Maarten Goethals and Steven Janssens founded Eight in 2015 after finding poverty in their travels hard to swallow.

“We see a lot of inequality and that is so unfair. A lot of people think poverty is a character problem, but it’s a money problem.” That unfairness inspired them to develop actionable solutions and experiments.

In this case, they launched a basic income pilot program in Busibi, a remote village, in 2017. The idea was simple; give every inhabitant (about 150 people) 16 euros per month and children 8 euros per month. with no strings attached. The money would transfer to mobile bank accounts that the people of Busibi could access by telephone.

While some might believe this to be a futile attempt at utopia, the academic literature supports this kind of unburdened cash transfer system as a means of raising communities out of poverty. The Borgen Project has profiled universal basic income programs in the U.K., India, Iran, Kashmir and other places. All this research leads to one conclusion: when people receive money and freedom of choice, they make remarkably astute decisions. As co-founder Steven Janssens said in his interview with The Borgen Project, “people deserve to be trusted.”

Likely because of the freedom and dignity it allows, UBI yields remarkable results in lifting people out of poverty. Without mandates, universal basic income restores agency and allows people the opportunity to insist on what is right for themselves.

What it Became

Eight’s pilot program took place over the course of two years from 2017 to 2019 and immediately showed the work ethic of the villagers. Inhabitants built businesses and sent kids who would otherwise be working to school. Maarten Goethals noted that “Shops started up in the village and a new dynamism arose.” Free money worked, as Rutger Bregman said in his 2014 book “Utopia for Realists.” It turns out that eradicating global poverty is much easier than many think tanks make it out to be.

Ortrud Lebmann, chair of labor relations at Helmut Schmidt University, conducted landmark research about those who live in poverty and their “restricted opportunity to choose among different ways of life.” His research, in essence, confirms what Eight intended to study. The Eight pilot project proved just how necessary and effective freedom of options are for those with inadequate resources. Janssens noted how bizarre of a concept UBI was to many in Uganda and elsewhere. “The people of Busibi reacted with a kind of disbelief… That they would receive money without conditions. Aid is always project-oriented.” By lifting the onus of conditions, the environment improved.

The Results

After two years, the data appears irrefutable. Most people in the group spent around 50% of their money on food, investments, clothes, health and education. Self-reported happiness improved by 80%.

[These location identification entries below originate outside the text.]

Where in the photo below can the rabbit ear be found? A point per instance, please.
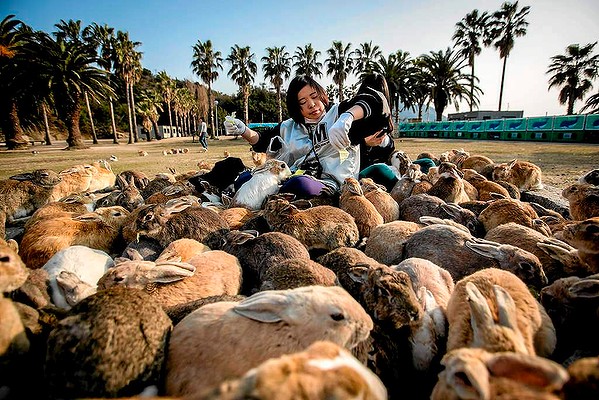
(451, 209)
(484, 248)
(470, 380)
(506, 308)
(530, 370)
(585, 288)
(169, 271)
(556, 249)
(267, 306)
(480, 313)
(358, 274)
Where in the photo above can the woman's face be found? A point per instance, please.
(310, 104)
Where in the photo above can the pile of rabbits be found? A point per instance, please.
(199, 285)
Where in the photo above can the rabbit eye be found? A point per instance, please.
(337, 317)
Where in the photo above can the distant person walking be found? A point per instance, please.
(203, 134)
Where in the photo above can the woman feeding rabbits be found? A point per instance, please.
(317, 142)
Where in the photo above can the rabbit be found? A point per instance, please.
(353, 201)
(523, 174)
(265, 181)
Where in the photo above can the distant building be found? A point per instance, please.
(482, 115)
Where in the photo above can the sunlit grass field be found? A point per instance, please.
(562, 163)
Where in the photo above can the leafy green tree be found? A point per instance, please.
(574, 72)
(340, 64)
(71, 31)
(206, 63)
(11, 41)
(167, 87)
(149, 107)
(398, 69)
(102, 38)
(127, 63)
(366, 56)
(469, 34)
(442, 71)
(306, 61)
(592, 105)
(277, 68)
(505, 26)
(242, 72)
(68, 69)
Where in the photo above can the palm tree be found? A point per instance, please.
(102, 37)
(504, 26)
(11, 41)
(277, 68)
(339, 64)
(167, 87)
(467, 37)
(243, 70)
(148, 107)
(127, 63)
(399, 70)
(306, 61)
(574, 72)
(443, 73)
(592, 104)
(366, 56)
(67, 69)
(71, 31)
(206, 63)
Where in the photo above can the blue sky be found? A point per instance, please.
(169, 29)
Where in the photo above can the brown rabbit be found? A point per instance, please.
(523, 174)
(320, 227)
(583, 200)
(353, 202)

Only 50% of children in the village went to school before the unconditional cash transfers began compared with 94.7% after. Twenty businesses populated the town compared to the two that stood before the program. All markers of poverty declined with the advent of cash and choice.

Eight now plans to bring its ambitious idea that began with Uganda and universal basic income to the Democratic Republic of the Congo. “EIGHT wants to find out if the people from the villages close to a mine can be given more choices.”

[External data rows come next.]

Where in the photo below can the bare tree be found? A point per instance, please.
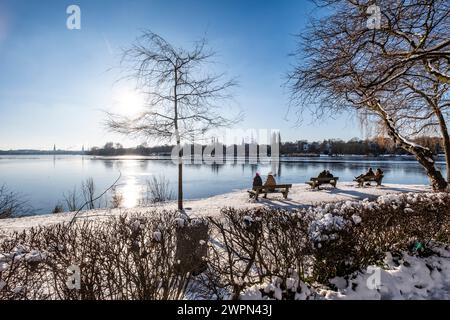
(346, 65)
(181, 95)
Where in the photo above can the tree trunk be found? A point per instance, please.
(180, 184)
(178, 139)
(422, 154)
(445, 137)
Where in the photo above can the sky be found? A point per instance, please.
(56, 83)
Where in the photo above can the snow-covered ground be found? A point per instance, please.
(404, 277)
(300, 196)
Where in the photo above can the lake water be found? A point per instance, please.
(44, 179)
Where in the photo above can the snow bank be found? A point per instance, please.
(300, 196)
(402, 277)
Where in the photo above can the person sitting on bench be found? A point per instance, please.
(323, 174)
(257, 181)
(368, 174)
(378, 173)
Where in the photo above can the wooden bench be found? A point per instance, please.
(317, 182)
(279, 188)
(369, 179)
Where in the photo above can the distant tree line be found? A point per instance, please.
(355, 146)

The question is not only if it will work (the evidence suggests it will) but how it might work in a place where children work in mines and risk their wellbeing for a dangerous but lucrative practice. Will unconditional cash transfers facilitate less child labor in these mines? Previous experiments tend to predict just such an outcome.

For now, there is a film about Goethals and Jansens’s project entitled “Crazy Money,” set to debut later in 2021. What Eight did with Uganda and universal basic income was nothing short of revelatory. Although UBI is not new, this is further proof it represents an actionable solution against global poverty. Maarten Goethals and Steven Janssens provided more evidence for choice, dignity and compassion for those who live in poverty.